Bio-inspired Haptic Feedback for Artificial Palpation in Robotic Surgery 171 173 IEEE Transactions on Biomedical Engineering (TBME)

Robot-assisted minimally invasive surgery is hampered by a complete lack of haptic feedback. Adding feedback has been shown to improve performance in multiple ways, however the algorithms for driving the feedback often need to be tuned for a specific task and typically are not designed around the class of actuator. We hypothesized that if we can convert the information from a sensor to a vibration and a pneumatic actuator in ways that are consistent with the way the information is parsed in the skin, then performance should be superior to that when utilizing previous control functions.

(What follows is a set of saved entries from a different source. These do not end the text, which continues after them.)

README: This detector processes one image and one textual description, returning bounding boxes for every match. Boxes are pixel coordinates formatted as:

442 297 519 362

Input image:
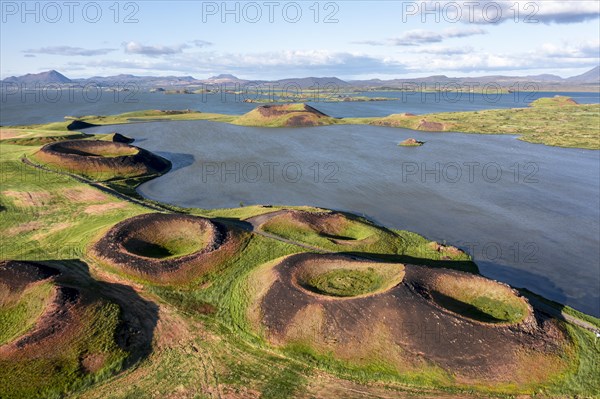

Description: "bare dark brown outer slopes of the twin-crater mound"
260 253 568 382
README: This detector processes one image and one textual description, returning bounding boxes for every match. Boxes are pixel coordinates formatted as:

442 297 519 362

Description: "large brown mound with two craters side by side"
248 253 572 384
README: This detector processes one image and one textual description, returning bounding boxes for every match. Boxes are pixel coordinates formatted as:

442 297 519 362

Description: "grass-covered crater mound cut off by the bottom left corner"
0 261 128 399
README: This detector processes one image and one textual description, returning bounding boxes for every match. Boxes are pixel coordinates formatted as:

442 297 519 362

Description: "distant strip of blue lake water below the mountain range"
0 89 600 126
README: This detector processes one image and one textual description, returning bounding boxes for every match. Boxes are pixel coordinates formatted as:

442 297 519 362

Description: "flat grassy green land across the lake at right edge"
370 96 600 150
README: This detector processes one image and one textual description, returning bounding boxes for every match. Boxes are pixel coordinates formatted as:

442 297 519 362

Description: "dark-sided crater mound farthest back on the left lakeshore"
34 140 171 180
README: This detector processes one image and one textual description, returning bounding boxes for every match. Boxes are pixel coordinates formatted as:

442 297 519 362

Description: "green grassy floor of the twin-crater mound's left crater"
306 268 384 297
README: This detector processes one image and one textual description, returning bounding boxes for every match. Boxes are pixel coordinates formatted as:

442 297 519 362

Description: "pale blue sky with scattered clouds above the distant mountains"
0 0 600 79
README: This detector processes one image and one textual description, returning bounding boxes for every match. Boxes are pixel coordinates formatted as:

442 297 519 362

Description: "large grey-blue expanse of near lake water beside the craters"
83 122 600 316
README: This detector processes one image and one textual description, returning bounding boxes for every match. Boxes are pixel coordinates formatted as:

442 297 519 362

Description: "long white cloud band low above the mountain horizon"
59 41 600 79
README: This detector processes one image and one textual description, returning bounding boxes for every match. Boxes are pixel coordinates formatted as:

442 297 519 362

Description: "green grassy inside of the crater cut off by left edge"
0 282 53 345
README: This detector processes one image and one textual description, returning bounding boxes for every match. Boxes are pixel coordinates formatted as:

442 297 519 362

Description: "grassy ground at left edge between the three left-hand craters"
0 144 149 260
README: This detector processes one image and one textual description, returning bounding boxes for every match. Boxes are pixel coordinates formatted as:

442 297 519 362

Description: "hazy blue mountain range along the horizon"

We used an algorithm that simulates the responses of peripheral touch receptors to drive the vibration actuator to preferentially drive rapidly adapting afferents and to drive the pneumatic actuator to preferentially drive slowly adapting afferents. We tested this bio-inspired algorithm against two standard algorithms and when no feedback was presented on 10 expert robot-assisted surgeons and 15 novices performing a tumor detection task using a da Vinci surgical robot. Of the three algorithms, the novel bio-inspired algorithm was the only one that allowed both novices and expert robot-assisted surgeons to easily identify the locations of hard, medium and soft tumors and they did so with reduced contact force and tumor contact time. Although tested with only a single sensor and actuator of each class, the algorithm is designed to handle multiple inputs and simulates the outputs across the entire surface of the finger pad, allowing it to scale up for greater coverage and sensitivity in future iterations.